Small Business Finance News
Popular Small Business Economic Recovery Programs Set To Expire In September
Written by Tim Morral
Congressional deadlock may cause two successful SBA programs to expire in late September, further limiting funding options for many U.S. small business owners.
The deadlock in Washington is having a real world impact on the lives of many Americans -- and if Congress doesn't act soon, it could have a devastating effect on recovery funding programs for U.S. small business owners.
Unless Congress passes extensions, two SBA lending programs will expire in late September. The refinance provision of the SBA 504 loan program gives small businesses the ability to refinance commercial mortgages, securing longer loans terms and below-market fixed rates. The other program, the First Mortgage Lien Pooling (FMLP) program, allows lenders to re-sell portions of SBA 504 loans, which increases lenders' liquidity and capacity to offer new small business loans.
The SBA 504 refinance and FMLP were largely responsible for increases in the volume of SBA loans during 2011 and 2012. SBA data shows that SBA 504 refinance loans represented approximately 15 percent of all SBA 504 loans during Q1 2012 and 21 percent of all SBA loaned dollars. Currently, approximately 15 percent of all SBA loans are FMLP loans.
"These two threatened initiatives significantly expand the benefits of SBA 504 financing for small businesses in the U.S. at a time when our economy needs businesses to grow and create jobs," said Chris Hurn, CEO of Mercantile Capital Corporation.

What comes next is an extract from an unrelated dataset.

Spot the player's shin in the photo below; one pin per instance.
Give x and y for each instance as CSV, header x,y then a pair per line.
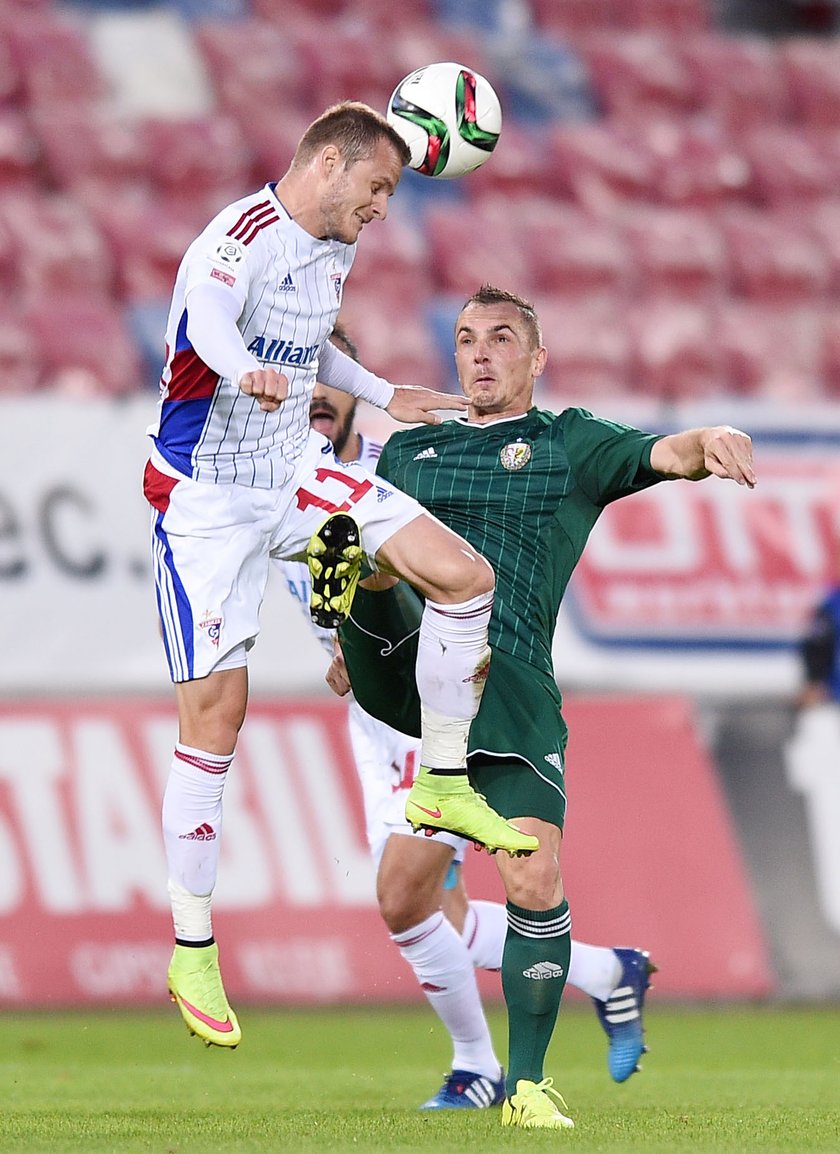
x,y
452,664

Government-backed loans to small businesses are a primary source of capital for many entrepreneurs. Increased regulatory concerns have tightened the commercial credit market in recent years. Without access to SBA lending programs -- including the programs that are slated to expire -- many companies and small organizations would be forced to close their doors.
"The FMLP program has become the only viable financing source for assisted living facilities, daycares, auto repair shops, restaurants and hotels because conventional lenders generally won't finance these types of properties," said Hurn. "Dozens of small business owners we've worked with this year wouldn't have been able to get funding without one or both of these programs."